A cult emerges from a punk/hippie sanctuary in this mordant first novel from the author of the story collection Everything Here Is the Best Thing Ever (2010).
Like other college towns, Gainesville, Fla., is a haven for alternative lifestyles. David is slow to catch on, but in his junior year, everything changes for this liberal arts major. A relationship ends; he loses interest in his courses; he stays home masturbating before his laptop, then throws it in the tub in self-disgust. Salvation comes when he runs into two Dumpster divers, Thomas and Liz. He knows Thomas from their suburban Miami childhood. They take him back to Fishgut, their dilapidated house with its floating population of punks.
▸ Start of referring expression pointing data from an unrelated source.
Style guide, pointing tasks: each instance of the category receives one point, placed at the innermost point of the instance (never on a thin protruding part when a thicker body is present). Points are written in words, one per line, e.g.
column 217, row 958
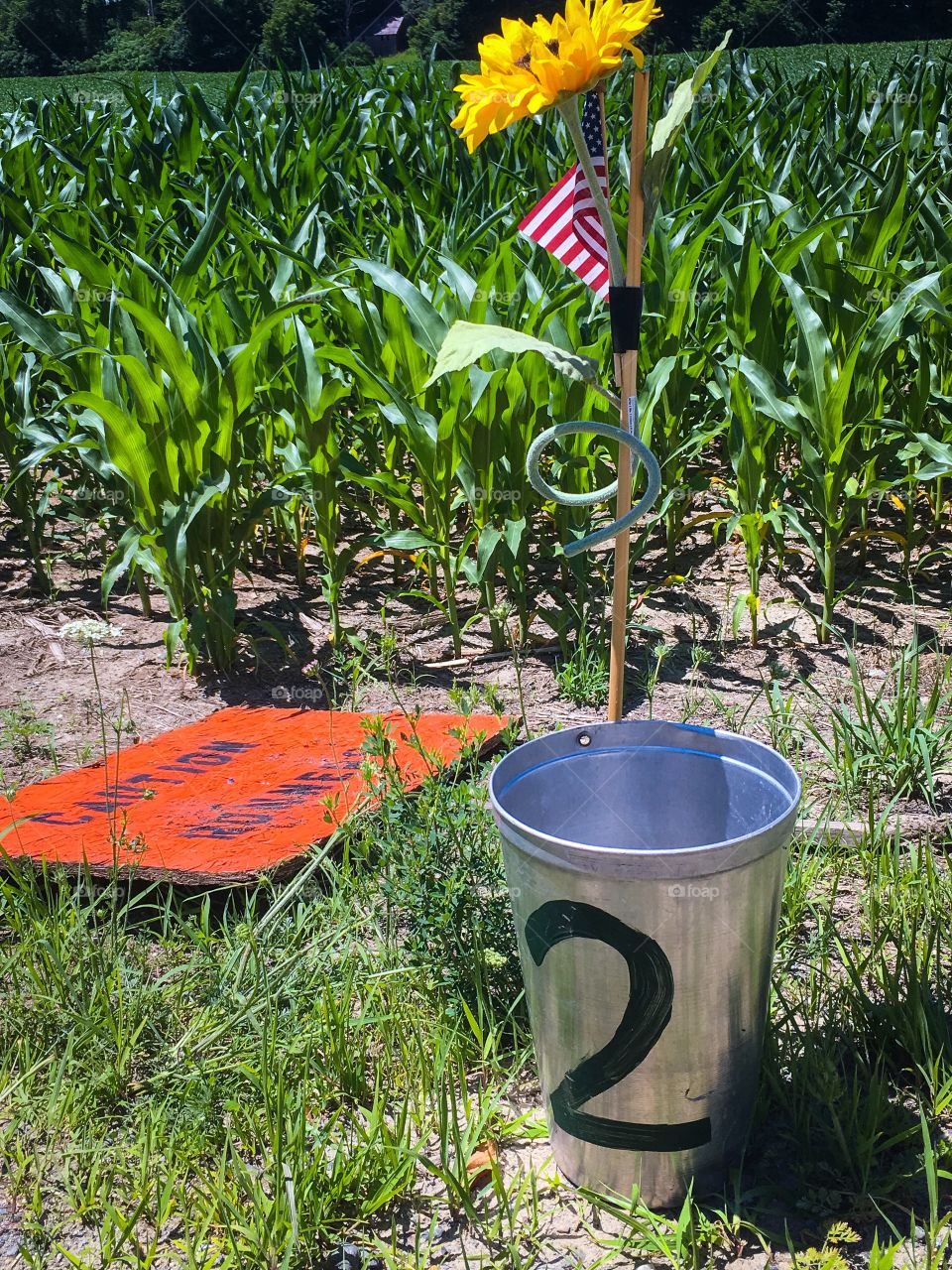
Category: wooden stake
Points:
column 629, row 386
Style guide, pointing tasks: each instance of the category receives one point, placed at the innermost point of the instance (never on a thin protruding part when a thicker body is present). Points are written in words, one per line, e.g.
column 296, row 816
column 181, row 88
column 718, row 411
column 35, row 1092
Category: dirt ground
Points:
column 79, row 702
column 61, row 705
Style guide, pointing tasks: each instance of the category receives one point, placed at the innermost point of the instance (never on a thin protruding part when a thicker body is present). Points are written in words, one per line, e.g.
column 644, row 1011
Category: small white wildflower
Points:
column 89, row 631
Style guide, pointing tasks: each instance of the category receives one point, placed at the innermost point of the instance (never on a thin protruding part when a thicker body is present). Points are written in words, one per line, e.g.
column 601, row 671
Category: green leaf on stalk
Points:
column 667, row 128
column 30, row 326
column 467, row 341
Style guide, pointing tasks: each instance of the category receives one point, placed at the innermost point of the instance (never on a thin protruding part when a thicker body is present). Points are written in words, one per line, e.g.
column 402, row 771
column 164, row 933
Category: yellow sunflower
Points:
column 526, row 70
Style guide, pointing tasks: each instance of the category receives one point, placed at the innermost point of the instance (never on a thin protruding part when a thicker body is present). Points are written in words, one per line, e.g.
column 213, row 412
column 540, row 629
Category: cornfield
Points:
column 217, row 324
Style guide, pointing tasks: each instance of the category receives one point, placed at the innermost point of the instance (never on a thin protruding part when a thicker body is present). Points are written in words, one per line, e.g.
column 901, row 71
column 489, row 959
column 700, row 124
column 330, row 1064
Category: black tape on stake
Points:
column 625, row 312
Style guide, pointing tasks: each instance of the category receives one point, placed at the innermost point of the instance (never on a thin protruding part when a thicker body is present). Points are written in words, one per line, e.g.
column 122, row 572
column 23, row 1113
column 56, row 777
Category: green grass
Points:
column 253, row 1080
column 216, row 84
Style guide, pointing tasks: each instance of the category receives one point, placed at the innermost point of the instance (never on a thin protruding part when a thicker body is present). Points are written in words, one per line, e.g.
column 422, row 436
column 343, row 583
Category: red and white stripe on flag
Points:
column 566, row 220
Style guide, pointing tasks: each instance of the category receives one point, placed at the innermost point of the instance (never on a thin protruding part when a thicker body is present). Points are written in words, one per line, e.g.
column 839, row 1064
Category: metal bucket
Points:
column 645, row 862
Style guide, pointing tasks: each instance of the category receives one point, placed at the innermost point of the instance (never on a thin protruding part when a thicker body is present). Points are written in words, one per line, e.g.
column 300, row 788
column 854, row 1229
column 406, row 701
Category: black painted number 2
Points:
column 647, row 1015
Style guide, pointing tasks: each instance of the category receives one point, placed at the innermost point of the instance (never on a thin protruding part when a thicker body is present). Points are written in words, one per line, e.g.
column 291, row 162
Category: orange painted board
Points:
column 238, row 794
There he meets Katy, and his emancipation is complete. He’s dropped out. She’s a generous earth-mother type, as willing to share her body with this newcomer as with her girlfriend Liz. (Taylor writes sex wonderfully well.) She’s also a self-styled Anarchristian, happily blending anarchy and Christianity, unlike those uptight Catholic students at the church reception they attend for a goof (and for the free food). What really fires Katy up is her discovery of a notebook buried in their yard. It belonged to Parker, Fishgut’s mysterious founder. Katy takes its religious and philosophical ramblings as the ultimate truth, the Gospel. David, now her ardent disciple, edits it with her into a pamphlet, perfect for the Millennium (the story is set in 1999). Not everyone is sold; Thomas, an atheist Jew, leaves Fishgut for the Battle of Seattle after maliciously inserting a line of bull into the Gospel. Taylor’s nimble analysis of these schisms recalls T.C. Boyle’s Drop City, but he lacks Boyle’s sense of direction. That might have taken us to Parker, who remains an enigma, while Katy’s further development stalls. Excerpts from the Gospel serve as filler, and momentum drains away among a variety of voices.
Taylor nails The Scene, but at the expense of the story.